Douglas Murray, giornalista e opinionista conservatore britannico, su The Free Press, si augura che le elezioni non sfocino in guerra. Dipende tutto dal comportamento dei candidati: «Come ho detto spesso negli ultimi quattro anni, la democrazia dipende dal fatto che i risultati delle elezioni siano chiari e condivisi, e perché ciò accada sono necessarie due cose. Non solo che una parte vinca e sappia di aver vinto, ma anche che un'altra parte perda e sappia di aver perso. Solo così una parte perdente e una vincente potranno andare avanti e adattarsi alle realtà che hanno prodotto il risultato».

Come antidoto, Murray cita l’esempio del presidente Nixon, quando ammise la sconfitta nel 1960 (contro Kennedy) pur con un risultato in bilico e contestato. « Oggi Nixon non viene spesso citato come esempio di buone pratiche – scrive Murray nel suo editoriale alla vigilia del voto - Ma nel caso del discorso di concessione pronunciato la sera delle elezioni presidenziali del 1960, sarebbe giusto farlo. La gara di quell'anno fu eccezionalmente combattuta.

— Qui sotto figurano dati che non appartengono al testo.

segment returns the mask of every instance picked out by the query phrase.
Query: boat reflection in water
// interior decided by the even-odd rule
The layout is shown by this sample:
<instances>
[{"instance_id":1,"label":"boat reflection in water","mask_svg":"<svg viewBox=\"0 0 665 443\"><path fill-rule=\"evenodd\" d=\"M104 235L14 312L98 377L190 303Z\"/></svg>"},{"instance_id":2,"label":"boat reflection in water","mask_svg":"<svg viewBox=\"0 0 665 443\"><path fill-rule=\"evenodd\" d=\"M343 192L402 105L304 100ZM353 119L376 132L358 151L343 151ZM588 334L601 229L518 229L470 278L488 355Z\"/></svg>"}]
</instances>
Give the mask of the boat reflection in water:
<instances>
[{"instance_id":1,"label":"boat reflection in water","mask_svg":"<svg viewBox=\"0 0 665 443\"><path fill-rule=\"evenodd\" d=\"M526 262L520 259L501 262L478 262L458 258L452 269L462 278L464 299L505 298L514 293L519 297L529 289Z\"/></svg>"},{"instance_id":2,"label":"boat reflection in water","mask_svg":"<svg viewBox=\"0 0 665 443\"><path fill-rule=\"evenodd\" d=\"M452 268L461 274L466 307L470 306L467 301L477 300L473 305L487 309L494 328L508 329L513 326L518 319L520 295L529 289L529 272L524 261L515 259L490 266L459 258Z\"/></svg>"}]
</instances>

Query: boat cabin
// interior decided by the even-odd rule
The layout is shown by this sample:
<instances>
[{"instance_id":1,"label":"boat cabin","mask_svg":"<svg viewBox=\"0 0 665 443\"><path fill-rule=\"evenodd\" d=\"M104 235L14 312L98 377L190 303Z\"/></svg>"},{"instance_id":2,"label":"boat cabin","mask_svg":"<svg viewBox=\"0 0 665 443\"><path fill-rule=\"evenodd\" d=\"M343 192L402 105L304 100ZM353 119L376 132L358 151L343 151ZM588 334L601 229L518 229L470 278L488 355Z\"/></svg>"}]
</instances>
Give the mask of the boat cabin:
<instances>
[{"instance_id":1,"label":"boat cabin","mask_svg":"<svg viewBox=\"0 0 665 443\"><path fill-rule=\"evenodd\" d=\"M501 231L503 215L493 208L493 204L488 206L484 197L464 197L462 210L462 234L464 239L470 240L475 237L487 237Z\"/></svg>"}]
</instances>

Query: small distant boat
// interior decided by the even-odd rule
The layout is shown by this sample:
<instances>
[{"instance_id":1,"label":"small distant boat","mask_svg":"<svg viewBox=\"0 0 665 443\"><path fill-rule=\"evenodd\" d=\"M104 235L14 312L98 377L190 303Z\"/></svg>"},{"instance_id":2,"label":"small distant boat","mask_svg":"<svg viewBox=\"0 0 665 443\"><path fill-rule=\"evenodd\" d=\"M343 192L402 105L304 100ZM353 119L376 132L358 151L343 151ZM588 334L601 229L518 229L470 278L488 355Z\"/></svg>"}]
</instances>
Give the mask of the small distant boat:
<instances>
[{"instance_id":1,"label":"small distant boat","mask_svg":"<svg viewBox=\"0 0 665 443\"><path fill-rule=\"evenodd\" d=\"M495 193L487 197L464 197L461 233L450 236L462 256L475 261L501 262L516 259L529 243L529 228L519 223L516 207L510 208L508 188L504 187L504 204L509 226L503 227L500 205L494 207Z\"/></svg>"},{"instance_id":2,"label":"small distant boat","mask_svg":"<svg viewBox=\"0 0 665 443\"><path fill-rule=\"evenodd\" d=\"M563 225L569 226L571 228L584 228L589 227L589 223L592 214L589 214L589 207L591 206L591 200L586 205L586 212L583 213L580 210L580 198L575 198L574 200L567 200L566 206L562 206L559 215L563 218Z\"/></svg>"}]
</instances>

Anche se nel collegio elettorale il rivale democratico di Nixon, John F. Kennedy, finì per ottenere 303 voti contro i 219 di Nixon, il voto popolare era praticamente in parità tra i due candidati. Kennedy era in vantaggio di meno di mezzo punto percentuale». Eppure, anche in quelle circostanze e con il sospetto (fondato) di brogli elettorali a Chicago, con i sostenitori di Nixon che gli chiedevano di tenere duro, il candidato repubblicano accettò la sconfitta rispose ai suoi elettori: «Una delle grandi caratteristiche dell'America è che abbiamo competizioni politiche. Sono molto combattute, come lo è stata questa, e una volta che la decisione è stata presa, ci uniamo dietro l’uomo che è stato eletto (…) Voglio che il senatore Kennedy sappia, e voglio che tutti voi sappiate, che se questa tendenza continuerà e lui diventerà il nostro prossimo presidente, avrà il mio pieno sostegno e anche il vostro».